On the outset, despite its name, Henry: Portrait of a Serial Killer (HPOASK herein) isn’t quite as extreme as one might expect. Whilst it is by no means a nice film, it is never as in-your-face or confrontational as you’d expect from a film billed as being so extreme. But that’s kind of the point. The violence is explicit and uncomfortable, but the master stroke with HPOASK is its ability to make the audience sympathise with a character that is, for all intents and purposes, a despicable creature.
There are a number of things that work in the film’s favour, not least of which is its limited budget. This is the filmic equivalent of a garage band, with the film-makers using whatever money they can scrape up to make the film work. It literally looks as though it’s held together with spit and glue, which, whilst feeling a tad cheap (something that is unavoidable), adds to its effectiveness. It feels seedy, dirty and nasty, with the muted direction adding a stale aesthetic that not only refuses to gloss over the subject matter but emphasis its bleakness and reality. Henry isn’t Freddy Kruger or Jason Voorhees, he’s you neighbour, the quiet man next door who is polite but oddly chilling.

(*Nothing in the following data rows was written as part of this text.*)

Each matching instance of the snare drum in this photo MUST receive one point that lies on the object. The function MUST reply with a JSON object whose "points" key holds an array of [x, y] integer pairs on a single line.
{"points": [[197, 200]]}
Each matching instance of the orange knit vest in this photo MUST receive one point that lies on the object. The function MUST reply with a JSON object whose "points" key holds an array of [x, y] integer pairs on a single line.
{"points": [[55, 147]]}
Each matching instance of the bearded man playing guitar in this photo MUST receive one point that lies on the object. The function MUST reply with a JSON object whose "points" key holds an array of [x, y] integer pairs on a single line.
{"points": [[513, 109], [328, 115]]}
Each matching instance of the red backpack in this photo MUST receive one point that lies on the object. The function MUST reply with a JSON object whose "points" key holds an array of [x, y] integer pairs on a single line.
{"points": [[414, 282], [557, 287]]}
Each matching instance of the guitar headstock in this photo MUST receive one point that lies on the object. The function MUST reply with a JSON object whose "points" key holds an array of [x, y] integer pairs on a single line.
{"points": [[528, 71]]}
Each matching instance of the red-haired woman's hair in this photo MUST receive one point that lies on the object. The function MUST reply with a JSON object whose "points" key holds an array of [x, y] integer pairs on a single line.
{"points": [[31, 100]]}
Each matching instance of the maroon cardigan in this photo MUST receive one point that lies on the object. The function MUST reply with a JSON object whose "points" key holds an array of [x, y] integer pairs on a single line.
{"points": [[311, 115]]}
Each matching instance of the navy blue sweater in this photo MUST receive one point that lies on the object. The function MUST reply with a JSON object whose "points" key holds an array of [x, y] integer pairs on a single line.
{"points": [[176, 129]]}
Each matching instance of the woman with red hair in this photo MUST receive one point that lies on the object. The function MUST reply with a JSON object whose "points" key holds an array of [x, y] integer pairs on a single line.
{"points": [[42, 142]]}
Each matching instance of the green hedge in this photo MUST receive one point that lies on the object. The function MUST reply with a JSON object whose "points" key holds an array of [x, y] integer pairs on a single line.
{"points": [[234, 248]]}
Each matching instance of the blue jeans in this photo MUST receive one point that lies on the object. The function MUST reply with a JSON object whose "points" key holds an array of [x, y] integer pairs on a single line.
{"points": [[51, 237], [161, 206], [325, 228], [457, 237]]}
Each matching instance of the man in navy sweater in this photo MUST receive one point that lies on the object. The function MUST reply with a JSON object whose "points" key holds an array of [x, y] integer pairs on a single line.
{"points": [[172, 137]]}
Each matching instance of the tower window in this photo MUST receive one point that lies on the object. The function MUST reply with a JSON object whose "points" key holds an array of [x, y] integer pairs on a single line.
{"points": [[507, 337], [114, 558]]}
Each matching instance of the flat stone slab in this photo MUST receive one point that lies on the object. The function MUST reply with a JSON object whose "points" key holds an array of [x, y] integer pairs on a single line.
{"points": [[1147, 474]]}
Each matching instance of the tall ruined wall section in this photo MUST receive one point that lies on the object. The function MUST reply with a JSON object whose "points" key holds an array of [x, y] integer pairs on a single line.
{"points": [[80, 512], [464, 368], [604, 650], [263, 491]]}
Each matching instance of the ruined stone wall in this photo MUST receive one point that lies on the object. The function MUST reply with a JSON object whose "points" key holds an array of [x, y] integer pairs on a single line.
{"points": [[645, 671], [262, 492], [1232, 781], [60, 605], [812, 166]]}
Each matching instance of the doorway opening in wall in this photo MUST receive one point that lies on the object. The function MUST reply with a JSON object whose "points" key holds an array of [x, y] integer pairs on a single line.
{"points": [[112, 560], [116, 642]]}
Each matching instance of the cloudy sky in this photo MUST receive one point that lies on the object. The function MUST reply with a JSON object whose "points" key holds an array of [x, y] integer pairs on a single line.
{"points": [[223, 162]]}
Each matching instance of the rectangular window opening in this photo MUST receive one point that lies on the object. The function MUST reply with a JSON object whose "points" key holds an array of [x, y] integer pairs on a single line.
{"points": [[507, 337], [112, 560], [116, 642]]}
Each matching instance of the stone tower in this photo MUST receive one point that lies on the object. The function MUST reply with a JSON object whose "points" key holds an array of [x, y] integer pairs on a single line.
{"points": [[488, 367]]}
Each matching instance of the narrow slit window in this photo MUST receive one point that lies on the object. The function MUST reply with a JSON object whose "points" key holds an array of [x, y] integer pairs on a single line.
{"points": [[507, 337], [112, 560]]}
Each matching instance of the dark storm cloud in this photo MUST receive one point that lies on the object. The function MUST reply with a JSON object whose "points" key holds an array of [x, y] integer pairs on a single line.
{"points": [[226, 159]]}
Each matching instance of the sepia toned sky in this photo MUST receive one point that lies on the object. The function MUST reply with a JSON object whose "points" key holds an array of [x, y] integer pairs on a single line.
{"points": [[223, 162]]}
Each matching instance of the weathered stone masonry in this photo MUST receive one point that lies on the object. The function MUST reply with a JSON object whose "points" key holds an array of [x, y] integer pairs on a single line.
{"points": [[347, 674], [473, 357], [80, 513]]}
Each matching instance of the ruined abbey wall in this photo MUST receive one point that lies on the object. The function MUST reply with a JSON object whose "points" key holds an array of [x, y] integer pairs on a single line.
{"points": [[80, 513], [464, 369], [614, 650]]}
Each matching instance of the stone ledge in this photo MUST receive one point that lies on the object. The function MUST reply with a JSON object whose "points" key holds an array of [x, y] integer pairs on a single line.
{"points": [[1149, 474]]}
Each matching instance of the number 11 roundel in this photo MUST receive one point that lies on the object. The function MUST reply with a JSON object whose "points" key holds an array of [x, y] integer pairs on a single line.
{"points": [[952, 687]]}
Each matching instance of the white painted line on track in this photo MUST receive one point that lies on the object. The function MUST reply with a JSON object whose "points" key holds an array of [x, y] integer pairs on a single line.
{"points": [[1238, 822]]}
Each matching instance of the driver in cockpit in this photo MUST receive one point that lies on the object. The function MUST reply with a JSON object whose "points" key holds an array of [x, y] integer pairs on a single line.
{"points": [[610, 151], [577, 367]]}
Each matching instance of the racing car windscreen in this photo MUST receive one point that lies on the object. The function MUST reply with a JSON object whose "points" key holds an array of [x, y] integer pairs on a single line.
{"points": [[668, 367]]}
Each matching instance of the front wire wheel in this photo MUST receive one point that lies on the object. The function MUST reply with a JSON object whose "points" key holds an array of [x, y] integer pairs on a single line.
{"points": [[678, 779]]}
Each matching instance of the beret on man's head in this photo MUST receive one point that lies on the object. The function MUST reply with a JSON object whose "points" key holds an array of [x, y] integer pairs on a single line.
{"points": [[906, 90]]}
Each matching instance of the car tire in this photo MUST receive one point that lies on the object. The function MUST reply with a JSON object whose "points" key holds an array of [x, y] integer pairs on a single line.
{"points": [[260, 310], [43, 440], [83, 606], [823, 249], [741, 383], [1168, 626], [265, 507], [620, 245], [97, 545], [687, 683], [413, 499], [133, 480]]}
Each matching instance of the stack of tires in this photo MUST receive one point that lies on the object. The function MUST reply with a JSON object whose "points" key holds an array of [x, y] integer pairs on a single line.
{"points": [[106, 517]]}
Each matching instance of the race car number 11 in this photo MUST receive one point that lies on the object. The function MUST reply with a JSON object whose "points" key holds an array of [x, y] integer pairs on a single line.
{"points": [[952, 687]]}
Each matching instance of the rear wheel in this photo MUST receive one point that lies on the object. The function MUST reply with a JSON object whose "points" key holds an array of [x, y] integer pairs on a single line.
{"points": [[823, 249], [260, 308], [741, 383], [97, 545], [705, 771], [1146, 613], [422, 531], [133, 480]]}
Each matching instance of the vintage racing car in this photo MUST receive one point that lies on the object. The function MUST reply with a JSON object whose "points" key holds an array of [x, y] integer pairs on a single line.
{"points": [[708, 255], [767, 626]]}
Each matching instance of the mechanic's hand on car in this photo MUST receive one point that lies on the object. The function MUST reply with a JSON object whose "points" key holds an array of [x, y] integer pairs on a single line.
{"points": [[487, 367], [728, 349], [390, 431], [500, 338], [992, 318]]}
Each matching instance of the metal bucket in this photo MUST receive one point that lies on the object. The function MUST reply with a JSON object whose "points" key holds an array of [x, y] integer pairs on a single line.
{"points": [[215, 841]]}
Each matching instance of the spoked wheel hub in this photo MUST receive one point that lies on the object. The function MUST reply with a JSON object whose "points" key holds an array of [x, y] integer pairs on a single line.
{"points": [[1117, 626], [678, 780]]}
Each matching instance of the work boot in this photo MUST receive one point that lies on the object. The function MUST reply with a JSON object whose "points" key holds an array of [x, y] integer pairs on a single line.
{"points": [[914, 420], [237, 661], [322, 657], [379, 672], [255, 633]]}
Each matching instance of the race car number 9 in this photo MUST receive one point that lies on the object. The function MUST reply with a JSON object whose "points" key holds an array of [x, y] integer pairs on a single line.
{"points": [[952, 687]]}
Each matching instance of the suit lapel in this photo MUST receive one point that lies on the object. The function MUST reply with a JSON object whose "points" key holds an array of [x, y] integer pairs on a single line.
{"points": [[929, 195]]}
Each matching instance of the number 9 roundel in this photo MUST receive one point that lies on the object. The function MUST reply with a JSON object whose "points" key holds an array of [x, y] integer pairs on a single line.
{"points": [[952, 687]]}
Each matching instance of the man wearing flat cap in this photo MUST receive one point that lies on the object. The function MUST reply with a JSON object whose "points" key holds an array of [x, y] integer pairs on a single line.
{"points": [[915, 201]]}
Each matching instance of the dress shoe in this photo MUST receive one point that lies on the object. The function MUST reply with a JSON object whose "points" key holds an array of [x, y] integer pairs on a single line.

This may go on to explain why brother & sister Otis and Becky are drawn to him. By the time Becky comes to visit, Henry and Otis are room-mates who spend their evenings watching shit TV and drinking beer. It’s only when Henry kills a prostitute with Otis present that they become killing pair, a fact that remains oblivious to the naïve Becky, who falls for Henry’s supposed quiet vulnerability. Yet despite knowing what atrocities the pair commit, it is Otis who effectively becomes the main antagonist. The casual nature in which the violence is instigated is chilling yet Henry has his own morals. In Otis, however, it is clear that his initial misgivings at Henry’s indifference to murder make way for a full blown monster. Henry has unlocked a beast that ironically leads to the eventual downfall of the principal characters. During the infamous house invasion sequence both Otis and Henry take sadistic pleasure in tormenting and molesting their victims (husband, wife and son respectively) yet Henry immediately turns aggressive when Otis begins molesting the corpse of the woman.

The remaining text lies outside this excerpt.